The descriptive fallacy refers to reasoning which treats a speech act as a proposition, which would be mistaken when the meaning of the statement is not based on its truth condition. It was suggested by the British philosopher of language J. L. Austin in 1955 in the lectures now known as How to Do Things With Words. Austin argued that performative utterances are not meaningfully evaluated as true or false but rather by other measures, which would hold that a statement such as "thank you" is not meant to describe a fact and to interpret it as such would be to commit the descriptive fallacy.

==Role of 'descriptive fallacy' in Austin's philosophy==
Austin's label of 'descriptive fallacy' was aimed primarily at logical positivism, and his speech act theory was largely a response to logical positivism's view that only statements that are logically or empirically verifiable have cognitive meaning. Logical positivism aimed to approach philosophy on the model of empirical science, seeking to express philosophical statements in ways to render them verifiable by empirical means. Statements that cannot be verified as either true or false are seen as meaningless.
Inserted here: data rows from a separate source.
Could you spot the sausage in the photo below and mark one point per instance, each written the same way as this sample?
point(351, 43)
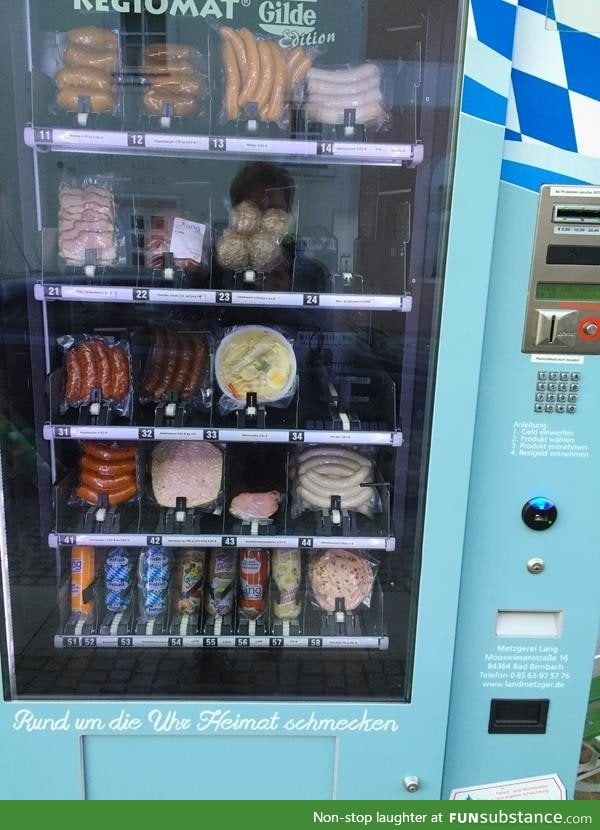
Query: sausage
point(89, 372)
point(91, 496)
point(166, 380)
point(322, 114)
point(250, 85)
point(254, 580)
point(119, 367)
point(108, 452)
point(158, 362)
point(300, 71)
point(199, 360)
point(239, 50)
point(73, 378)
point(103, 368)
point(354, 74)
point(101, 100)
point(107, 468)
point(94, 37)
point(155, 100)
point(275, 108)
point(78, 56)
point(88, 78)
point(184, 363)
point(183, 84)
point(232, 81)
point(267, 74)
point(102, 484)
point(169, 52)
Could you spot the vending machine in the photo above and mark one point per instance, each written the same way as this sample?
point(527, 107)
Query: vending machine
point(245, 252)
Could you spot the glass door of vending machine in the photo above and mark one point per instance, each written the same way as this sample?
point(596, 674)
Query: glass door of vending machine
point(237, 392)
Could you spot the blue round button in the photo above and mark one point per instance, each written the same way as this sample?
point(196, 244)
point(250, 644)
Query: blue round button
point(539, 513)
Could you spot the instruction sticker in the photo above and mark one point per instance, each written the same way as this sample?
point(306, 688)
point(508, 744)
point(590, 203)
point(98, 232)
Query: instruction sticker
point(543, 788)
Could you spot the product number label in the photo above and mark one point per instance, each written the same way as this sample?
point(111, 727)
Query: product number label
point(325, 148)
point(53, 291)
point(45, 136)
point(311, 300)
point(218, 144)
point(136, 140)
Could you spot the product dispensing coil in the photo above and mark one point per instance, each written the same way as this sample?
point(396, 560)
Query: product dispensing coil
point(563, 306)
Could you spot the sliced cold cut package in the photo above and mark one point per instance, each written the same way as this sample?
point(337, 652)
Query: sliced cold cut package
point(187, 469)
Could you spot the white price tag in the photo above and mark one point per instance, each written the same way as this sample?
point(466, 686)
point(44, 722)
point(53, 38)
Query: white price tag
point(187, 239)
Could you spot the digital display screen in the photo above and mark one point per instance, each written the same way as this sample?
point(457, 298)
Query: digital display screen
point(577, 291)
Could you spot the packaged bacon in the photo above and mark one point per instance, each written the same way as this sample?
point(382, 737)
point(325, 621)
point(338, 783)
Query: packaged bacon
point(254, 582)
point(96, 368)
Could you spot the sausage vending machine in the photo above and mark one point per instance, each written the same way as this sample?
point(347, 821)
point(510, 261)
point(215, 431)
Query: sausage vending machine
point(246, 251)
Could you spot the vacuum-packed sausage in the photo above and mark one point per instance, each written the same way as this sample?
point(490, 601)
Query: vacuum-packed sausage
point(94, 37)
point(83, 78)
point(100, 100)
point(119, 367)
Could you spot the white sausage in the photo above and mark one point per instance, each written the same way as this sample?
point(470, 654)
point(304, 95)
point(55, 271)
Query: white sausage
point(335, 115)
point(354, 74)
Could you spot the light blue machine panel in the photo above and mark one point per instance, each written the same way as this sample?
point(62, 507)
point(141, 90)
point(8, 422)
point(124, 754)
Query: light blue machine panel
point(529, 606)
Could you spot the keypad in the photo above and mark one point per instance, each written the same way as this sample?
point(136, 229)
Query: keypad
point(557, 392)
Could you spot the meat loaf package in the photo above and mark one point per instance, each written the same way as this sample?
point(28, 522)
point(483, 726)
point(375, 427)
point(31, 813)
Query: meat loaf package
point(88, 78)
point(107, 470)
point(179, 363)
point(220, 583)
point(173, 232)
point(319, 473)
point(286, 568)
point(260, 77)
point(255, 359)
point(88, 234)
point(173, 81)
point(341, 580)
point(96, 368)
point(192, 470)
point(155, 567)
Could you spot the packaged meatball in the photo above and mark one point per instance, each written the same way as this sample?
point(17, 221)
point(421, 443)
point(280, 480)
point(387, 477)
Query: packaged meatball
point(97, 369)
point(341, 580)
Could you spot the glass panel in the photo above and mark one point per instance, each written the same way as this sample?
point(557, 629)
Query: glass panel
point(220, 299)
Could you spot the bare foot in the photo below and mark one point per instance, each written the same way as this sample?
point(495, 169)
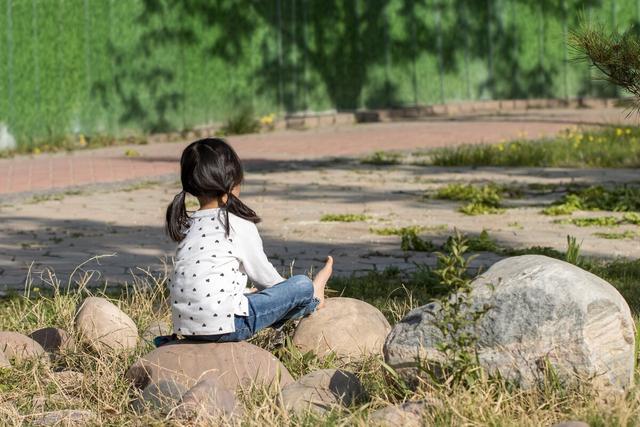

This would exclude many statements about religion, metaphysics, aesthetics, or ethics as meaningless and philosophically uninteresting, making merely emotive or evocative claims expressing one's feelings rather than making verifiable claims about reality.

Austin disagreed with the positivists' contention that the only philosophically significant use of language is to describe reality by stating facts, pointing out that speakers do much more with language than merely describe reality. For example, asking questions, making requests or issuing orders, offering invitations, making promises, and many other common statements are not descriptive. Rather, they are performative: in making such statements, speakers do things rather than describe things.

Based on this distinction of what Austin labeled as 'constative' utterances (statements that describe, which were the focus of logical positivism) and 'performative' utterances (statements that perform or do something), Austin developed his speech act theory to investigate how we do things with words.